I think that you missed the entire idea of the above reply…
Zoe says
I think you missed his point. He was replying to Dorothy who wrote, ” Wow! Here I thought the problem with being Jewish was marrying a Jew-by-choice. That’s a whole ‘nother topic.” She mentioned “Jew by choice” meaning someone converted. He said there’s no problem; a convert is considered as Jewish as someone born Jewish.
Linda Prince says
I just found my Hadassah magazine from March and read your article. I am incredibly, deeply inspired by you!! You call for us to:
“to love Mizrahi Jews as much as you love the food that we cook, the music that we compose, the history that we’ve lived, the country that we’ve helped build and the soul we gave to her. If you do this, your love will be reciprocated.“
I say we should LOVE all Jews, converts, Mizrahim, Ashkenazi, diaspora, of color, white, neon green, it should not matter from where we come any more than the color of our skin! WE ARE ALL ONE JEWISH PEOPLE!!! It’s impossible to ask other goyim to love and respect us when we barely love and respect each other!!! No wonder we war and fight battles, political and otherwise and on every front, if this is how we treat each other!!!
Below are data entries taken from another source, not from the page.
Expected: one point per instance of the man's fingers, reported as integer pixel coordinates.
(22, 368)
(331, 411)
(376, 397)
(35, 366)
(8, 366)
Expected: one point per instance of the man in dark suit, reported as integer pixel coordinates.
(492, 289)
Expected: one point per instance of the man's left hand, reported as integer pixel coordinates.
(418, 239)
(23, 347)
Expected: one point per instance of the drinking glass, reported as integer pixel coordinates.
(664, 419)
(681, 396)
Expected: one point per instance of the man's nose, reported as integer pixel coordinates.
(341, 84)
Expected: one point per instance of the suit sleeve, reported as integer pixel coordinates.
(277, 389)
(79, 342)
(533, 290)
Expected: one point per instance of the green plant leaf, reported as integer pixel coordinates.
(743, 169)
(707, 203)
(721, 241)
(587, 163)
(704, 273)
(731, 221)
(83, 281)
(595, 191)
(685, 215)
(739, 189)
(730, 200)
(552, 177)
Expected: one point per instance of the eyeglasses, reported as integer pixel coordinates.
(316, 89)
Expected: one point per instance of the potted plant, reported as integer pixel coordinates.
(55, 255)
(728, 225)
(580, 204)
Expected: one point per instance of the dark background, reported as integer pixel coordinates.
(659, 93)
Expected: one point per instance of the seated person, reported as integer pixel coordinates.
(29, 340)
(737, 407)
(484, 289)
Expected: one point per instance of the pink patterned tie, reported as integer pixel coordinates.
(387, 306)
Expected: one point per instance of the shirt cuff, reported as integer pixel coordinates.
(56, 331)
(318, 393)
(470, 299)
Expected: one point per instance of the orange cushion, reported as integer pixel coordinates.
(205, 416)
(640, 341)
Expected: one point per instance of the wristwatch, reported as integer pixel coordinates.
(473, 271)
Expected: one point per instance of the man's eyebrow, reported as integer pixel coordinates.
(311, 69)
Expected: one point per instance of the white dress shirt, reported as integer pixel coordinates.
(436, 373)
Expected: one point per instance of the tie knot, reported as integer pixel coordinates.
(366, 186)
My daughter graduates this year with a Music Theorpy undergraduate and will continue on as a rabbinic student, thereafter. She happens to also be pansexual. Since she was 12 and had her bat mitzvah, she has wanted to be a rabbinic cantor so she could lead her own congregation in both capacities. She has wanted to open it to ALL JEWS of every walk. People with tattoos and piercing (thanks to another Hadassah magazine article years ago, Jews with Tattoos), alternative lifestyles, even non Jews whom want to connect with their roots to better understand each other. My husband, her older brother and I have been impressed with her since she was young and inspired us to be our best selves. We’ve always known she would change the world for the better. I read your article and immediately gave it to her to understand the Jewish world, at large and to incorporate your call to arms into hers!
I hope and pray we can change the world together with your impactful article!! Thank you for challenging us to level up and again, be our best selves!!! It’s time to learn and grow as one people!!!